Microsoft has spent the past two years adding flashy new productivity features to Teams, and now the company is overhauling how the fundamentals work thanks to AI. We’ve all been on a call where someone has poor room acoustics making it hard to hear them, or seen two people try to talk at the same time creating an awkward “no, you go ahead” moment. Microsoft’s new AI-powered voice quality improvements should improve or even eliminate these day-to-day annoyances.

Microsoft is now using a machine learning models to improve room acoustics so you’ll no longer sound like you’re hiding in a cave. “While we have been trying our best with digital signal processing to do a really good job in Teams, we have now started using machine learning for the first time to build echo cancellation where you can truly reduce echo from all the different devices,” explains Robert Aichner, a principal program manager for intelligent conversation and communications cloud at Microsoft, in an interview with The Verge.

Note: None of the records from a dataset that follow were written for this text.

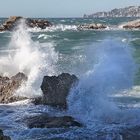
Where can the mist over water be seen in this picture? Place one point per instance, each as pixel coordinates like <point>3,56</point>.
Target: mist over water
<point>112,73</point>
<point>29,57</point>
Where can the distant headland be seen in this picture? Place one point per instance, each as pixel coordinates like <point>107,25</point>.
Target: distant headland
<point>131,11</point>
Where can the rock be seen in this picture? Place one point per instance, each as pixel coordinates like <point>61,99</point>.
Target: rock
<point>132,24</point>
<point>56,89</point>
<point>2,137</point>
<point>45,121</point>
<point>13,21</point>
<point>9,85</point>
<point>131,133</point>
<point>92,26</point>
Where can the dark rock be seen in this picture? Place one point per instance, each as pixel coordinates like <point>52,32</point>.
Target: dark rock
<point>9,85</point>
<point>45,121</point>
<point>92,26</point>
<point>56,89</point>
<point>131,133</point>
<point>132,24</point>
<point>2,137</point>
<point>13,21</point>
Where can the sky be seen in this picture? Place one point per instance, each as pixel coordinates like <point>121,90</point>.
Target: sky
<point>59,8</point>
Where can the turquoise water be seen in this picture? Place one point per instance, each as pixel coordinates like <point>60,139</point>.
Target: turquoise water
<point>105,61</point>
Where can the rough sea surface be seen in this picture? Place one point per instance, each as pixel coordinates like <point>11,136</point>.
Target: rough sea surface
<point>107,98</point>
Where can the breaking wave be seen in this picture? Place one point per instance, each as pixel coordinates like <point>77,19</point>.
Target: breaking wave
<point>32,58</point>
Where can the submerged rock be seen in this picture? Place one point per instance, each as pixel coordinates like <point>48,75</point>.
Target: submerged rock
<point>56,89</point>
<point>45,121</point>
<point>2,137</point>
<point>92,26</point>
<point>13,21</point>
<point>132,24</point>
<point>131,133</point>
<point>9,85</point>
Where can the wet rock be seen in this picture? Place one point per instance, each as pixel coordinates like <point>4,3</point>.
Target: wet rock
<point>13,21</point>
<point>9,85</point>
<point>45,121</point>
<point>92,26</point>
<point>56,89</point>
<point>131,133</point>
<point>132,25</point>
<point>2,137</point>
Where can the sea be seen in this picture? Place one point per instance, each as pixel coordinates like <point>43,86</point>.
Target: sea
<point>106,61</point>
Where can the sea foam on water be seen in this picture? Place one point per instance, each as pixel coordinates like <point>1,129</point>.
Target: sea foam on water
<point>113,72</point>
<point>32,58</point>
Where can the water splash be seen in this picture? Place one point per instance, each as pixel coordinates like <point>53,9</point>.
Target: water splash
<point>113,72</point>
<point>32,58</point>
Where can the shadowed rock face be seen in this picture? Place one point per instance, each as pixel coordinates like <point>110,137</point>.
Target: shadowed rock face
<point>131,133</point>
<point>56,89</point>
<point>92,26</point>
<point>45,121</point>
<point>133,24</point>
<point>2,137</point>
<point>9,85</point>
<point>13,21</point>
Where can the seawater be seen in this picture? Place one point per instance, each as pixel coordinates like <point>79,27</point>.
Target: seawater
<point>106,98</point>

Microsoft has been testing this for months, measuring its models in the real world to ensure Teams users are noticing the echo reduction and improvements in call quality. The software maker used 30,000 hours of speech to help train its models, and captured thousands of devices through crowd sourcing where Teams users are paid to record their voice and playback audio from their device.

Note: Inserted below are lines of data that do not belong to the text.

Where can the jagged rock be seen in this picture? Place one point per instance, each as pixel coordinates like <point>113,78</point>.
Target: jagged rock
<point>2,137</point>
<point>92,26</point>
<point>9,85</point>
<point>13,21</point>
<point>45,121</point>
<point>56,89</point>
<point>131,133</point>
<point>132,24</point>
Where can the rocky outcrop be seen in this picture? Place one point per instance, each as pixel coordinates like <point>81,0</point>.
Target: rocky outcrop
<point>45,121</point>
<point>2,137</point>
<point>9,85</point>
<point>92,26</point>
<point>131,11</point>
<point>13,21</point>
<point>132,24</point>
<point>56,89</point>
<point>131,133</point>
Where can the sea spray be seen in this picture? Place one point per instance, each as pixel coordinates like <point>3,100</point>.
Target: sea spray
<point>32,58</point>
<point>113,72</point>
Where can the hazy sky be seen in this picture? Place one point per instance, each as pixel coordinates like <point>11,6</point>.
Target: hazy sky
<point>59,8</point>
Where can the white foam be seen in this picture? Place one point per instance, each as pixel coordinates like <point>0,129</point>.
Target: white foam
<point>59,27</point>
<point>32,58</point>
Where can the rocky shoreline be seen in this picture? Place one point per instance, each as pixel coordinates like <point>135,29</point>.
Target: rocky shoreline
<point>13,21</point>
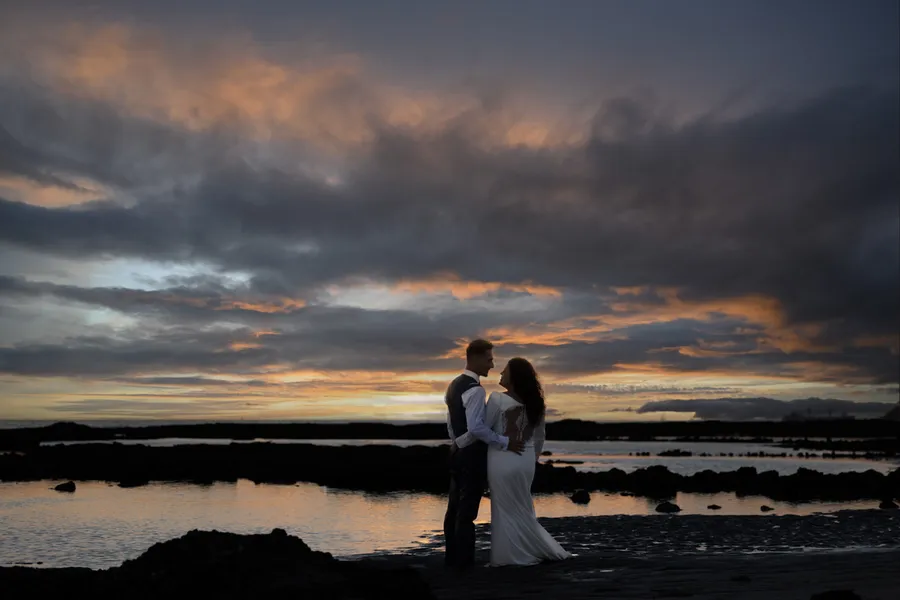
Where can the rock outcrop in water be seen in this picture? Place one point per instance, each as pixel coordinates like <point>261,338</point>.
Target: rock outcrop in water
<point>416,468</point>
<point>212,564</point>
<point>882,431</point>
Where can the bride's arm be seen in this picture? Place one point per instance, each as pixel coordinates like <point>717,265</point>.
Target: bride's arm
<point>540,434</point>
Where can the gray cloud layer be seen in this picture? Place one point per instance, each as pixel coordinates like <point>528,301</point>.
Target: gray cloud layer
<point>798,203</point>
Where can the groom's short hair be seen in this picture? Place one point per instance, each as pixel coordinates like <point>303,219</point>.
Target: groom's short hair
<point>478,347</point>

“We also simulate about 100,000 different rooms... the room acoustics play a big role in echo cancellation,” says Aichner. The result is big improvements in call audio quality, and an elimination of echo that also allows multiple people to speak at the same time. You can see all of the improvements in action in the video above.

If Teams detects sound is bouncing or reverberating in a room resulting in shallow audio, the model will also convert captured audio and process it to make it sound like Teams participants are speaking into a close-range microphone instead of an echoey mess.

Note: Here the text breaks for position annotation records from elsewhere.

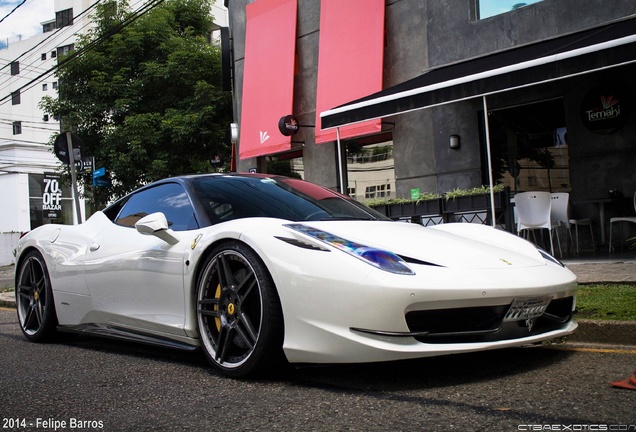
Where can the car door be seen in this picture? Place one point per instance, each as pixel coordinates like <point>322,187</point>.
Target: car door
<point>136,281</point>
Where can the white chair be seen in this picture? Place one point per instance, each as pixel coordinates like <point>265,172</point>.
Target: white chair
<point>533,212</point>
<point>560,215</point>
<point>613,220</point>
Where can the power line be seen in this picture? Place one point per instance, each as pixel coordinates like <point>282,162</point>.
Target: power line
<point>14,9</point>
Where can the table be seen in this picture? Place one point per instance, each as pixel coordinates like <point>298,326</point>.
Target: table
<point>600,203</point>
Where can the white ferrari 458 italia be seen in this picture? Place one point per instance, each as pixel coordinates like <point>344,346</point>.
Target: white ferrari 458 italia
<point>260,271</point>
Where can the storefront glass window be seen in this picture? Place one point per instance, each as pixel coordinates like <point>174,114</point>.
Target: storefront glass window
<point>488,8</point>
<point>370,171</point>
<point>530,147</point>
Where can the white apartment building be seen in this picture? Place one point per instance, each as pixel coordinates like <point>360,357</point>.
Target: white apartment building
<point>31,190</point>
<point>30,187</point>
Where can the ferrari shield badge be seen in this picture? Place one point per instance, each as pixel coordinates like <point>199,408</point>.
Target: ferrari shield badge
<point>195,241</point>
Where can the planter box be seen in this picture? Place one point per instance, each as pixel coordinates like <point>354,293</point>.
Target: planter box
<point>410,209</point>
<point>429,207</point>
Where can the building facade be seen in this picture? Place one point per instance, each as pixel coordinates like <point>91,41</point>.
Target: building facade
<point>32,187</point>
<point>31,184</point>
<point>542,135</point>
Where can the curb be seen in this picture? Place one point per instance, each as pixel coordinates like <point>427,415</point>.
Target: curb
<point>605,332</point>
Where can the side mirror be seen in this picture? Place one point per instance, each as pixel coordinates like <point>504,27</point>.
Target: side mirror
<point>156,224</point>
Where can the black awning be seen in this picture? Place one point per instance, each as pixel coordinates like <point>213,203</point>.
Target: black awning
<point>583,52</point>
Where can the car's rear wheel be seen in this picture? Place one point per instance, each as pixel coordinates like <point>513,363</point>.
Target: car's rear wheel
<point>238,312</point>
<point>34,299</point>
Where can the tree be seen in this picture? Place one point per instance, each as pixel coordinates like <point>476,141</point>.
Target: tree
<point>144,94</point>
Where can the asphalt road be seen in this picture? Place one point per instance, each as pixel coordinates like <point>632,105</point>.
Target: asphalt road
<point>100,384</point>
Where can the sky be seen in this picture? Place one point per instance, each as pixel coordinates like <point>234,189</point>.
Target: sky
<point>26,19</point>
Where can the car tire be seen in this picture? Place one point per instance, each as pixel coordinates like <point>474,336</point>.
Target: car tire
<point>239,315</point>
<point>34,299</point>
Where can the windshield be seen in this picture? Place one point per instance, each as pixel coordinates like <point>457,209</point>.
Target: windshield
<point>233,197</point>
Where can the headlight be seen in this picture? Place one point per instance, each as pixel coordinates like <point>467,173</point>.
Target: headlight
<point>382,259</point>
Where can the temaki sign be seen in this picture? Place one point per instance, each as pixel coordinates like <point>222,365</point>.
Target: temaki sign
<point>604,110</point>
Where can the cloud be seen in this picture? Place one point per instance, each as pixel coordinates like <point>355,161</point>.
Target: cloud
<point>26,20</point>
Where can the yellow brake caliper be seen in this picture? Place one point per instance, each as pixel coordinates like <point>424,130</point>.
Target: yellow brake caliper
<point>217,320</point>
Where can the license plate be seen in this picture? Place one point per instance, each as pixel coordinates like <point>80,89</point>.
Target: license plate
<point>524,308</point>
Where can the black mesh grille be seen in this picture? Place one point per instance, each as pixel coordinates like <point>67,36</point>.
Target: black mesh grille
<point>483,324</point>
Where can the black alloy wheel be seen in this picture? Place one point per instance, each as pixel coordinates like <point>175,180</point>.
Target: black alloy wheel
<point>238,312</point>
<point>34,299</point>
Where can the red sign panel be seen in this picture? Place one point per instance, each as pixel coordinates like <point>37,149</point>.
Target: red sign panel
<point>268,77</point>
<point>349,60</point>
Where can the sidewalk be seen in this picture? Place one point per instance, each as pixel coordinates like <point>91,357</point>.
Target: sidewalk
<point>617,270</point>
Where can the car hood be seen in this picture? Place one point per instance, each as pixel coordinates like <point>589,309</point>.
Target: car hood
<point>461,245</point>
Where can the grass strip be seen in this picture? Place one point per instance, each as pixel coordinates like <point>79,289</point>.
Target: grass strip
<point>606,302</point>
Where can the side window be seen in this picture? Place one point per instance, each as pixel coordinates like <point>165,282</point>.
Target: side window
<point>169,199</point>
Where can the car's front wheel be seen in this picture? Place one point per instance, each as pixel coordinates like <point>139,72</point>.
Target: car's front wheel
<point>34,299</point>
<point>238,311</point>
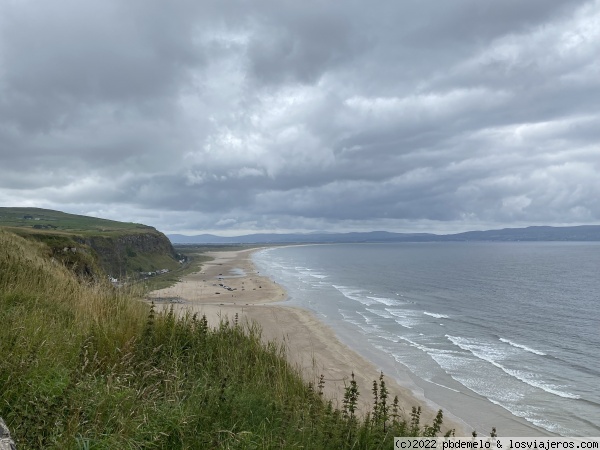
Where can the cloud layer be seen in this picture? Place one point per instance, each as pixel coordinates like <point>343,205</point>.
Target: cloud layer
<point>242,116</point>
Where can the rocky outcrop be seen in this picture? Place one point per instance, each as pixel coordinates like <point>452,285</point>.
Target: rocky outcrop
<point>6,442</point>
<point>126,253</point>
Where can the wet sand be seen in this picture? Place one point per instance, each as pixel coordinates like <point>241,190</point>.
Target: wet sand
<point>230,285</point>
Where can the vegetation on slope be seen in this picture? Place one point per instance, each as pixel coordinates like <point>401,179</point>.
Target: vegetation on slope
<point>88,366</point>
<point>91,246</point>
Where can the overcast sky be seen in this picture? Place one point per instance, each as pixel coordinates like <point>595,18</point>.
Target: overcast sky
<point>237,116</point>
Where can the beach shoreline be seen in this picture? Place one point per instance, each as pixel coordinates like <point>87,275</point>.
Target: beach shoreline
<point>230,286</point>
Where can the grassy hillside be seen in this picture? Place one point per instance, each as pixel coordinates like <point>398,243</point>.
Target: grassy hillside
<point>40,219</point>
<point>89,366</point>
<point>91,246</point>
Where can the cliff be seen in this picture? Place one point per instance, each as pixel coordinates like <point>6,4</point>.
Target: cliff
<point>93,247</point>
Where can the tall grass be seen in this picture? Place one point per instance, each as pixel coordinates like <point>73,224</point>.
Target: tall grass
<point>87,366</point>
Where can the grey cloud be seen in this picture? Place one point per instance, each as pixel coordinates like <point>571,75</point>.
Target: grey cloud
<point>275,115</point>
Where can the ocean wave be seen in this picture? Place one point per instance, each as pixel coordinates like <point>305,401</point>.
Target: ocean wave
<point>404,317</point>
<point>353,294</point>
<point>437,316</point>
<point>523,347</point>
<point>487,353</point>
<point>385,301</point>
<point>380,313</point>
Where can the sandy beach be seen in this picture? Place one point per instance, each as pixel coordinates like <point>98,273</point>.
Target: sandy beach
<point>230,284</point>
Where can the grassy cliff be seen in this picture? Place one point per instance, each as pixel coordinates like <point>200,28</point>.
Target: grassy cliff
<point>85,365</point>
<point>93,246</point>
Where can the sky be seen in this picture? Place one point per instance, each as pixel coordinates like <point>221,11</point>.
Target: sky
<point>234,117</point>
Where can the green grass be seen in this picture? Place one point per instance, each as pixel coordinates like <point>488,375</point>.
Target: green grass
<point>57,221</point>
<point>88,366</point>
<point>104,247</point>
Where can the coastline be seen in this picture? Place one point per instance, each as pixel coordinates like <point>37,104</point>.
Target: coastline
<point>230,284</point>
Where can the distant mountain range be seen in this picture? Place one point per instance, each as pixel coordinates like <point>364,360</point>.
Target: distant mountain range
<point>540,233</point>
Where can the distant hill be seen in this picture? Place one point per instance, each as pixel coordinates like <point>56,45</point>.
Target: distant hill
<point>91,245</point>
<point>537,233</point>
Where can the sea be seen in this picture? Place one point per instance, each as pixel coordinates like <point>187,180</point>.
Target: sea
<point>516,324</point>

The most impressive part is the ability for people to interrupt each other on Teams calls now, without the awkward overlap where you can’t hear the other person due to the echo. Microsoft is now shipping all this work in Teams, alongside the improvements it has made with AI-based noise suppression previously. All of the processing is done locally on client devices, instead of the cloud.

“We said we want to do it on the client, because the cloud is still expensive if you want to do every call processed in the cloud... and obviously we’d have to pass that cost onto the customer,” explains Aichner. That would mean potentially restricting these important Teams improvements to paying customers, and the on-device route means features like noise suppression are available on 90 percent of devices using Teams.

All of these new Microsoft Teams improvements are now live, alongside some real-time screen optimizations for text in videos and AI-based improvements to bandwidth constraints during video or screen-sharing calls.